Esmé,
Thanks. I've got my own going okay, and the basics seem to work. The
next step, as always, is seeing what happens with real live data, rather
than the minimal test data I have in there. Live-fire data, I find,
exposes more and more unanticipated quirks!
Patrick
On 07/08/2015 04:27 PM, Esmé Cowles wrote:
And if there aren't any open Fedora 4 repositories forthcoming, you can always
use fcrepo4-vagrant to spin up your own pretty easily:
https://github.com/fcrepo4-labs/fcrepo4-vagrant
-Esme
On 07/08/15, at 4:01 PM, Tom Cramer <tcra...@stanford.edu> wrote:
Hi Patrick,
To my knowledge, Penn State has one of the current Fedora 4 repositories in
production; a few others are close (including the Royal Library of Denmark).

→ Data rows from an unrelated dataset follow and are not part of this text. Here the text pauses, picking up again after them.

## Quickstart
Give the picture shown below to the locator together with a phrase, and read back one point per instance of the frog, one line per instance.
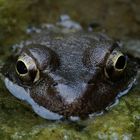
(63, 73)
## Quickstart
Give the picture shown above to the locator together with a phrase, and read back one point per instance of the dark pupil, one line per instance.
(21, 68)
(120, 62)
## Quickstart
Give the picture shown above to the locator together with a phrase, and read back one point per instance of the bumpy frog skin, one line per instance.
(63, 74)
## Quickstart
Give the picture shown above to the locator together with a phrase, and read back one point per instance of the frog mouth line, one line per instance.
(24, 95)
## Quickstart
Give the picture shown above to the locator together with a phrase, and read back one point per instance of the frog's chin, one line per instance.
(23, 94)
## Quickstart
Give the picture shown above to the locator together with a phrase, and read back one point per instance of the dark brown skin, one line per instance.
(74, 78)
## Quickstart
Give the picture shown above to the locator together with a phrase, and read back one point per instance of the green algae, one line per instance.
(17, 120)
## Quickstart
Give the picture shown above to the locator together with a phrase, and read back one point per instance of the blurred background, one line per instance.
(120, 19)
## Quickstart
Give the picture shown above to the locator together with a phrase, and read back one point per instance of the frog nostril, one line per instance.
(21, 67)
(121, 62)
(115, 64)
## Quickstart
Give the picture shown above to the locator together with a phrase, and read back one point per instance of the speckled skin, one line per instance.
(73, 81)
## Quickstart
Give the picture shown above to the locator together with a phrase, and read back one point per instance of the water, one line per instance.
(119, 18)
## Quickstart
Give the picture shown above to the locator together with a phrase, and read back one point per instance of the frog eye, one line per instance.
(115, 65)
(26, 69)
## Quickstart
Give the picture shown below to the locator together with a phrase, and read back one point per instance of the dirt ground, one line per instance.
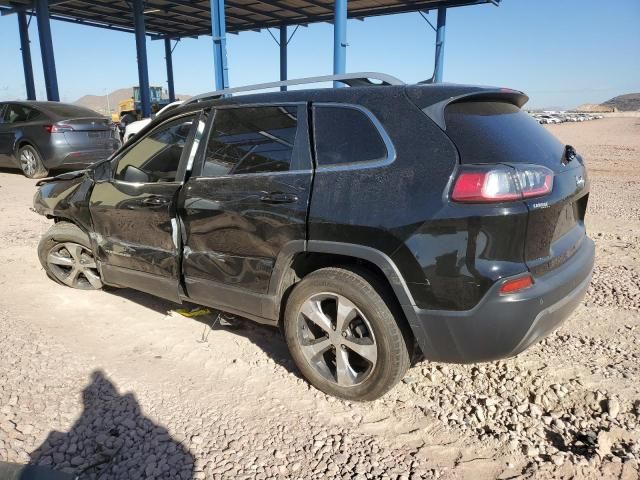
(117, 376)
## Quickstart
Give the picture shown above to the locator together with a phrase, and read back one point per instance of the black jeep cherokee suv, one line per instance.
(366, 222)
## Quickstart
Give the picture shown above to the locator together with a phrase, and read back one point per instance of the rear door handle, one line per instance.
(278, 197)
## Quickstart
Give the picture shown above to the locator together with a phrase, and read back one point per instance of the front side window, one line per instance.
(251, 140)
(346, 135)
(156, 157)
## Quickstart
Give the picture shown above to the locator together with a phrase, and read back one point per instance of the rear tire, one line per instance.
(31, 162)
(332, 313)
(65, 253)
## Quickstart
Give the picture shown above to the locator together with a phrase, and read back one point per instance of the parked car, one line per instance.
(367, 223)
(41, 136)
(132, 129)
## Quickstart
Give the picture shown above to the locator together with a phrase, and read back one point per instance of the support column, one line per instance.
(339, 39)
(46, 48)
(218, 28)
(141, 49)
(440, 38)
(25, 46)
(168, 55)
(283, 56)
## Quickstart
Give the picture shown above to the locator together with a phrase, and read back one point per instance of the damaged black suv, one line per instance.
(368, 223)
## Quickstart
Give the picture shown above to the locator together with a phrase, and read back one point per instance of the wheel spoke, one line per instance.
(89, 262)
(344, 373)
(57, 259)
(368, 350)
(74, 250)
(311, 310)
(316, 348)
(93, 278)
(72, 278)
(346, 312)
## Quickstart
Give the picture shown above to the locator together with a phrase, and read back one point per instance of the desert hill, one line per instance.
(625, 103)
(99, 102)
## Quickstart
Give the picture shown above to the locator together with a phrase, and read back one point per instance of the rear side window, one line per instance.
(156, 157)
(251, 140)
(493, 132)
(346, 135)
(18, 114)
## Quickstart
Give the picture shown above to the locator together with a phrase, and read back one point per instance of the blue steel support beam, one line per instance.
(46, 48)
(440, 38)
(168, 55)
(283, 56)
(23, 26)
(218, 28)
(339, 39)
(141, 48)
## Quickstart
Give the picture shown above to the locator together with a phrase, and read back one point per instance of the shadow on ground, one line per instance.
(269, 339)
(112, 439)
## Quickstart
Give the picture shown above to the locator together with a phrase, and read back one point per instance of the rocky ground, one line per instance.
(116, 385)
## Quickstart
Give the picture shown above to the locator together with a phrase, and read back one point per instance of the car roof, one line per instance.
(429, 93)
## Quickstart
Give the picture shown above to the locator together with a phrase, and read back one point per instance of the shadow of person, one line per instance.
(112, 439)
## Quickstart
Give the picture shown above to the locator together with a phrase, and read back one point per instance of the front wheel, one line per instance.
(65, 253)
(342, 329)
(31, 163)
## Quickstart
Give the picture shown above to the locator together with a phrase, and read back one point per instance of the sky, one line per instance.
(562, 53)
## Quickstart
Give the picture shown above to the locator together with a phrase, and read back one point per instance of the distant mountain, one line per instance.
(625, 103)
(99, 103)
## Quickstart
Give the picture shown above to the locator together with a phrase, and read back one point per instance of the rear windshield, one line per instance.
(71, 111)
(493, 132)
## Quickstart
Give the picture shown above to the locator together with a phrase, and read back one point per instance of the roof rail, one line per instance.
(360, 79)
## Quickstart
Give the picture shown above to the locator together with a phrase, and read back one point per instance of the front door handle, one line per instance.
(154, 201)
(278, 197)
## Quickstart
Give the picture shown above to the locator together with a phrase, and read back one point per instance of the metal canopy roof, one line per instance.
(187, 18)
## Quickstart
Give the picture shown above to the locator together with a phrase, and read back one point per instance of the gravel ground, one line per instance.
(115, 385)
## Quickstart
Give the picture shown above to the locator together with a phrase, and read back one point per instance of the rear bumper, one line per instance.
(501, 326)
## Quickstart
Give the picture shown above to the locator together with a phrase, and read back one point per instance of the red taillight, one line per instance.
(484, 184)
(60, 128)
(516, 285)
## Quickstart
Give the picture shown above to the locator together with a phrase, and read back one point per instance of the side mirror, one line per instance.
(135, 175)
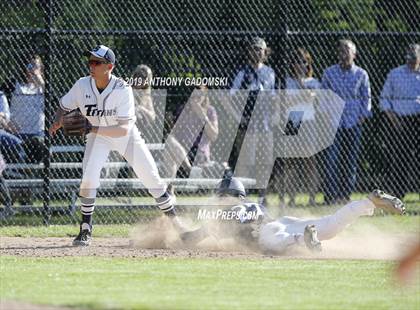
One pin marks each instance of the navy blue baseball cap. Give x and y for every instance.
(104, 52)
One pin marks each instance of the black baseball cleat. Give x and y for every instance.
(387, 202)
(85, 235)
(310, 236)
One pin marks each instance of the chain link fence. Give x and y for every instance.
(376, 145)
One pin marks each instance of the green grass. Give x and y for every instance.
(95, 283)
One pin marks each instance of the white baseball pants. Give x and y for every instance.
(278, 235)
(133, 148)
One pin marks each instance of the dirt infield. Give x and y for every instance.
(338, 248)
(158, 239)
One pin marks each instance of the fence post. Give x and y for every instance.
(49, 40)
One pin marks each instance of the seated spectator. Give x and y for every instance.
(400, 100)
(4, 191)
(300, 172)
(10, 145)
(27, 110)
(177, 148)
(142, 91)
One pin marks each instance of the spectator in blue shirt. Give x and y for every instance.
(351, 83)
(400, 100)
(10, 145)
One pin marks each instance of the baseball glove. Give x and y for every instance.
(75, 124)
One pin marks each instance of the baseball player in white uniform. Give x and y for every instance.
(108, 103)
(258, 229)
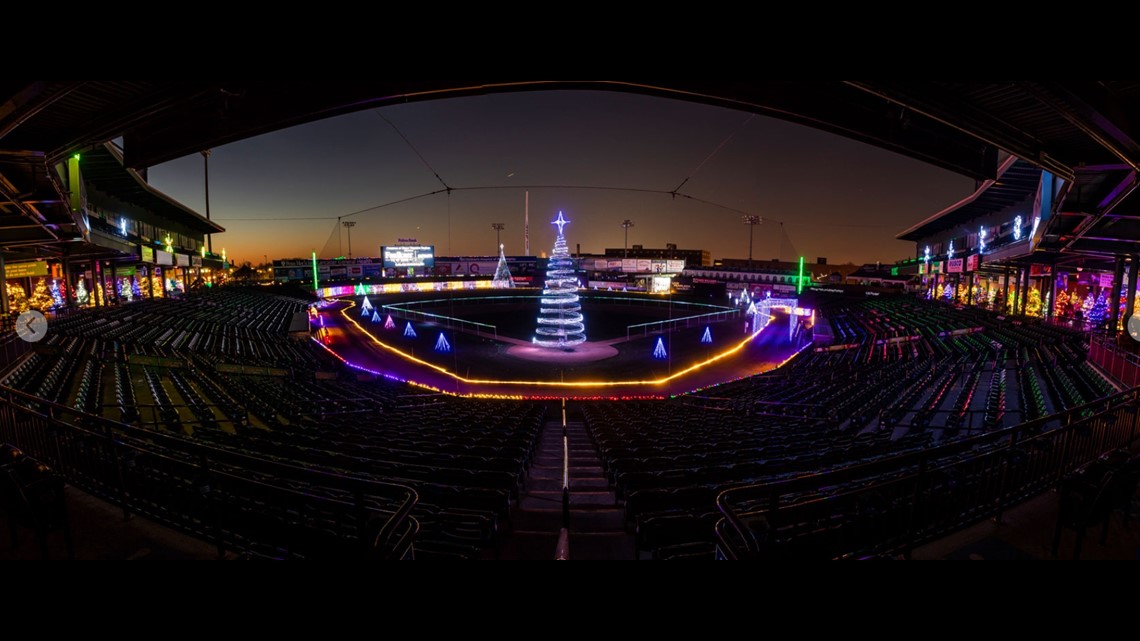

You might also want to post th is query on the fedora-t...@googlegroups.com
and/or fedora-commun...@googlegroups.com list.
Hope this helps,
- Tom
PS. Has there been any thought that Omeka S might also be IIIF-friendly
<http://iiif.io/>, and able to present image-based resources from any IIIF-compatible
repository by consuming both the IIIF image and presentation APIs
<http://iiif.io/technical-details.html>? I can muster up some live IIIF API
endpoints, if you are interested.
On Jul 8, 2015, at 9:07 AM, Patrick Murray-John <patrickmjc...@gmail.com> wrote:
Hi all,
The Omeka <http://omeka.org> web publication tool for GLAMs is working on a new
version, Omeka S, that will include modules for connecting to various other systems,
including Fedora 4.
Does anyone have a Fedora 4 installation with open API that we could use to
test the basic reading and import mechanisms against? This would be for
development and testing purposes only.